Friday, Sep. 18, 1964

MOST of TIME'S reporting is done by its 90 staff correspondents in 30 bureaus around the world--such as Chicago Bureau Chief Murray Gart, who did the major digging for this week's cover story, and Tokyo Bureau Chief Jerrold Schecter, who covered the International Monetary Fund meeting in Tokyo for WORLD BUSINESS. But an important part of our coverage is supplied by more than 300 part-time correspondents --known in the office vocabulary as "stringers"--who report to us from near (Philadelphia) and far (Salisbury, Southern Rhodesia).

Some of the stringers are unexpected types--for example, Dolly Connelly of Bellingham, Wash., a housewife who bakes very good oatmeal-walnut yeast bread, and who is also a freelance journalist who covers her area of the Northwest U.S. with a bright and knowing touch. Most of the part-time correspondents, however, are full-time professional journalists who hold positions of importance in the areas they cover.

Two of the best of our overseas stringers find themselves collaborating these weeks on an international story that has special nuances in their countries: the marriage of Denmark's Princess Anne-Marie to Greece's King Constantine. TIME'S man on this story in Copenhagen is Knud Meister (cable address: TIMEISTER), one of Denmark's best-known journalists. A top staff member of Copenhagen's leading daily, Berlingske Tidende, he is also author of many books. For the past year, Meister's daughter, Birgit, 22, who wants to follow in her father's journalistic path in Denmark, has been working for TIME in Manhattan. Watching her progress, and recalling that he has represented TIME in Denmark since 1949, her father has let it be known that he hopes "some day TIME will hire a new stringer, and this time a girl, and that the cable address can then be preserved."

Our man at the other end of the royal wedding story is Anthony Antonakakis, TIME'S representative in Greece since 1956. He is not only a top figure in Greek journalism, as editorial writer for a leading Athens newspaper, but also author of the respected Democracy in Greece (in English) and two volumes of history of the French Revolution. His wife, who holds a doctorate in education from Columbia University, is a leader in Greek education.

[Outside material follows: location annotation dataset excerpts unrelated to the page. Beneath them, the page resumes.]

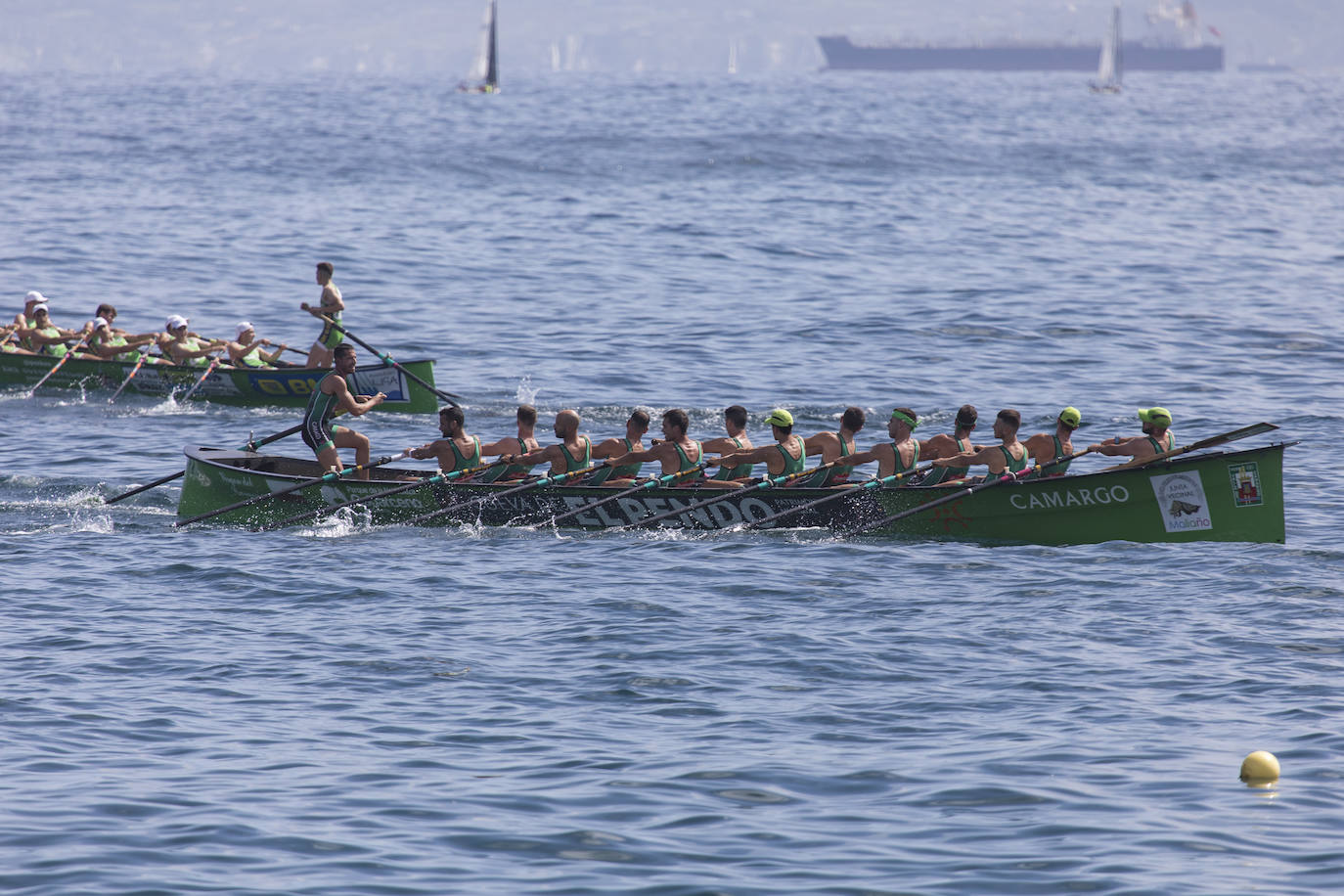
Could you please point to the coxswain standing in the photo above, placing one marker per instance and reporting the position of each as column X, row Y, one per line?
column 1156, row 438
column 573, row 453
column 1045, row 448
column 1009, row 456
column 786, row 457
column 898, row 456
column 334, row 394
column 331, row 305
column 676, row 453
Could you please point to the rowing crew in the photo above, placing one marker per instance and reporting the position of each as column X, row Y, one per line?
column 34, row 334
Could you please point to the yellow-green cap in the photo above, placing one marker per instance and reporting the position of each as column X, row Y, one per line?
column 1156, row 416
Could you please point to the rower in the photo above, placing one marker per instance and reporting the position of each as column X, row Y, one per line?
column 574, row 452
column 115, row 345
column 46, row 337
column 334, row 394
column 944, row 445
column 736, row 425
column 1007, row 457
column 456, row 450
column 184, row 348
column 1045, row 448
column 633, row 441
column 786, row 457
column 331, row 305
column 521, row 445
column 245, row 351
column 1156, row 438
column 898, row 456
column 832, row 446
column 676, row 452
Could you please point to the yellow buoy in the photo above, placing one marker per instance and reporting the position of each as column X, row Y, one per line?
column 1260, row 769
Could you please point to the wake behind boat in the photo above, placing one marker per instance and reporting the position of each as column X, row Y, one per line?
column 243, row 385
column 1234, row 496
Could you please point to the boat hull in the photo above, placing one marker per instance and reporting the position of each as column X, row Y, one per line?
column 248, row 387
column 1210, row 497
column 841, row 54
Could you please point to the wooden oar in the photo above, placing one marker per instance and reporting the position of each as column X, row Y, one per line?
column 419, row 484
column 291, row 489
column 129, row 377
column 1246, row 431
column 840, row 493
column 765, row 482
column 60, row 364
column 482, row 499
column 387, row 359
column 647, row 484
column 210, row 368
column 970, row 489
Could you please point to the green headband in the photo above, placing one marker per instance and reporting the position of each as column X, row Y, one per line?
column 905, row 418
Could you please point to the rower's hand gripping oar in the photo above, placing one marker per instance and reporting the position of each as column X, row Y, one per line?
column 485, row 499
column 433, row 479
column 969, row 489
column 387, row 359
column 1246, row 431
column 840, row 493
column 667, row 478
column 305, row 484
column 765, row 482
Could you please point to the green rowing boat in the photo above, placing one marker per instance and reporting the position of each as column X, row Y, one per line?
column 1234, row 496
column 244, row 385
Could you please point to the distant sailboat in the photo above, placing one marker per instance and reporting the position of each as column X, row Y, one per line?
column 485, row 74
column 1110, row 68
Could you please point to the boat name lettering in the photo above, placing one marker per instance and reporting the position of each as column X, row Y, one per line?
column 1071, row 497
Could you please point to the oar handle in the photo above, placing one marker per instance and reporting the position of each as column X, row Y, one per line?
column 387, row 359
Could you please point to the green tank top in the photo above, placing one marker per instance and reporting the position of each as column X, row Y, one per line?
column 740, row 471
column 945, row 473
column 461, row 463
column 1059, row 469
column 624, row 471
column 1013, row 465
column 53, row 349
column 322, row 406
column 793, row 464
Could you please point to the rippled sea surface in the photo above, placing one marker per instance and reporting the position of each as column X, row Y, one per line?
column 347, row 709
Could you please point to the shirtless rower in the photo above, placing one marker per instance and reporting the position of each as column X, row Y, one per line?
column 898, row 456
column 832, row 446
column 456, row 450
column 334, row 394
column 245, row 351
column 1045, row 446
column 574, row 452
column 509, row 445
column 944, row 445
column 1156, row 438
column 676, row 452
column 1007, row 457
column 633, row 441
column 331, row 305
column 785, row 457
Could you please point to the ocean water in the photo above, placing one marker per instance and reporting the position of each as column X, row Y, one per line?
column 347, row 709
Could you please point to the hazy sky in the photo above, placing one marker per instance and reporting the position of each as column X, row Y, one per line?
column 438, row 36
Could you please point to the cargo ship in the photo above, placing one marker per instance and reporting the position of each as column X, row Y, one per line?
column 1175, row 42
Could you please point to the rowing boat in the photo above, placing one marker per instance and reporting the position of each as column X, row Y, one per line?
column 1232, row 496
column 245, row 385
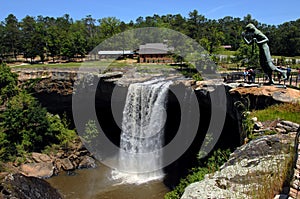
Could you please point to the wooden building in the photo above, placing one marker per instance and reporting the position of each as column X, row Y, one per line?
column 155, row 53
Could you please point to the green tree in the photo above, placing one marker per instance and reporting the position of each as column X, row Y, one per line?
column 29, row 41
column 12, row 35
column 8, row 83
column 25, row 125
column 109, row 26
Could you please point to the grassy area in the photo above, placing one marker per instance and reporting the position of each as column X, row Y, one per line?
column 286, row 111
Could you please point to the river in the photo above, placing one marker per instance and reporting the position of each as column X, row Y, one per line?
column 98, row 184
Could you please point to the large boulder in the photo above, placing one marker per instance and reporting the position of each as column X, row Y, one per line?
column 18, row 186
column 249, row 170
column 40, row 170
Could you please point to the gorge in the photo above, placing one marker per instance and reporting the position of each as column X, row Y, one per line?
column 54, row 92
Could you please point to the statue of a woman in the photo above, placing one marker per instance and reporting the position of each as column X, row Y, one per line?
column 264, row 51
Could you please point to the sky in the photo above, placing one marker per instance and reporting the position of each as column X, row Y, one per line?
column 271, row 12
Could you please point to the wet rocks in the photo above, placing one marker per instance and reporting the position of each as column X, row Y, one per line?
column 19, row 186
column 40, row 169
column 251, row 168
column 44, row 166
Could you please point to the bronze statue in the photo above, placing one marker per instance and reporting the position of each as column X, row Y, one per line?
column 252, row 34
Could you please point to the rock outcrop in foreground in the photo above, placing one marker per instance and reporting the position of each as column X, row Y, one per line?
column 20, row 186
column 252, row 171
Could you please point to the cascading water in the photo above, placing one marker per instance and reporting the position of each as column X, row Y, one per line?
column 144, row 116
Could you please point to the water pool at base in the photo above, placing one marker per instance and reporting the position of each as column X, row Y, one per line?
column 98, row 183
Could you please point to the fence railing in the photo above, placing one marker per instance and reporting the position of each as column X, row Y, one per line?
column 261, row 78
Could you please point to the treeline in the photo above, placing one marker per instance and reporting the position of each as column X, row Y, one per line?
column 25, row 126
column 62, row 37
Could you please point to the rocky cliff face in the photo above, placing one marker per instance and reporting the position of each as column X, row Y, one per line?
column 19, row 186
column 252, row 170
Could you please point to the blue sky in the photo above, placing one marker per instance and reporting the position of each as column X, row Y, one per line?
column 273, row 12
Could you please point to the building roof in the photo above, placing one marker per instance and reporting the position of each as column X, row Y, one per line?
column 115, row 52
column 155, row 48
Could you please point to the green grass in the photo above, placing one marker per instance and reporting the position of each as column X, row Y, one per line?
column 286, row 111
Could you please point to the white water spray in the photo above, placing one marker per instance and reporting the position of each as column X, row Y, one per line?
column 144, row 117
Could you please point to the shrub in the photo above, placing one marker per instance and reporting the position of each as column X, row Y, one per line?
column 27, row 127
column 8, row 83
column 218, row 158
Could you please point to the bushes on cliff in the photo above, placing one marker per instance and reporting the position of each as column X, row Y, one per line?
column 8, row 83
column 25, row 126
column 213, row 163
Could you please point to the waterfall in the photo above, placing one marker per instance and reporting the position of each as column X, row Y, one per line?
column 144, row 116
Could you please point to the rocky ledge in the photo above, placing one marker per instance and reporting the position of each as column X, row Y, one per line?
column 262, row 96
column 262, row 166
column 16, row 186
column 44, row 166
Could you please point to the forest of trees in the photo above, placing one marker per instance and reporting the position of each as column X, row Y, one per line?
column 62, row 37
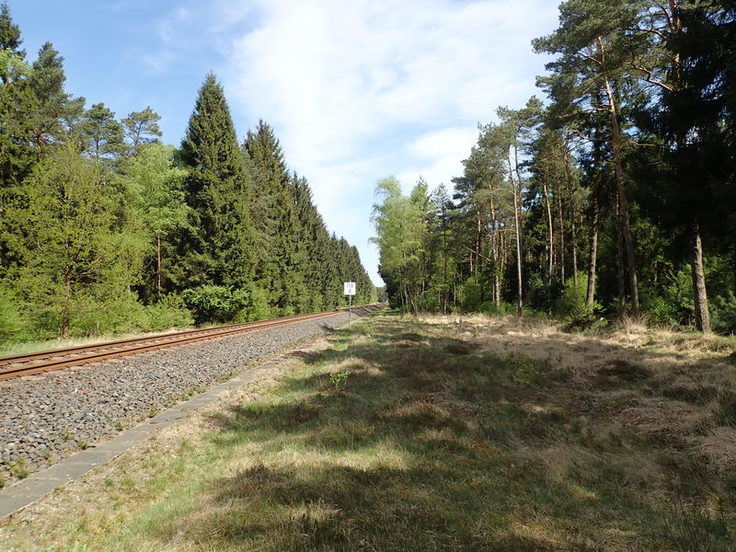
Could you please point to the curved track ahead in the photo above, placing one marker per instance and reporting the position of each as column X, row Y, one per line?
column 34, row 363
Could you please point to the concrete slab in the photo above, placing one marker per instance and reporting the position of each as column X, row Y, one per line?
column 26, row 492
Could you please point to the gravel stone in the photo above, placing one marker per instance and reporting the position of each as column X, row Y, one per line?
column 50, row 416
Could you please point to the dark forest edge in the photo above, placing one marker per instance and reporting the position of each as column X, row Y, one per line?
column 104, row 229
column 614, row 197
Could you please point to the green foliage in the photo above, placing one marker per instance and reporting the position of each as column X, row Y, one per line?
column 73, row 255
column 672, row 304
column 724, row 314
column 211, row 303
column 141, row 128
column 571, row 305
column 13, row 323
column 258, row 307
column 102, row 133
column 470, row 294
column 219, row 246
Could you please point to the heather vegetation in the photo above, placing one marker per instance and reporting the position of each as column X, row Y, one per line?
column 614, row 196
column 105, row 229
column 433, row 433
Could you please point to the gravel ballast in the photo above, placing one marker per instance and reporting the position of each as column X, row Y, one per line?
column 47, row 417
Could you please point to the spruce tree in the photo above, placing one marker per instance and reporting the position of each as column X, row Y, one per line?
column 219, row 247
column 272, row 217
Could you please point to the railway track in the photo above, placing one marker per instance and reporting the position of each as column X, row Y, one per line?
column 15, row 366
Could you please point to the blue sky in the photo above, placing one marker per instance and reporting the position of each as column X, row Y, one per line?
column 356, row 90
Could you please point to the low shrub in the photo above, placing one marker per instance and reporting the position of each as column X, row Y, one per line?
column 210, row 304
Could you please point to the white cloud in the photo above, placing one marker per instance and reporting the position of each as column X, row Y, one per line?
column 368, row 88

While TIME is essentially U.S.-oriented, and is largely reported, written and edited by staff members who are American citizens, the intimate knowledge that the part-time correspondents abroad have of their countries makes an invaluable contribution to our perspective. In a somewhat different way, our part-time correspondents across the U.S. provide local knowledge and feeling that an outsider might easily miss. The stringers make their contribution not only by what they report directly to the editors and writers in New York, but also in the guidance that they give our traveling correspondents. Many a full-time correspondent, writer and editor has a particularly close knowledge of what a stringer can contribute--because he used to be one himself.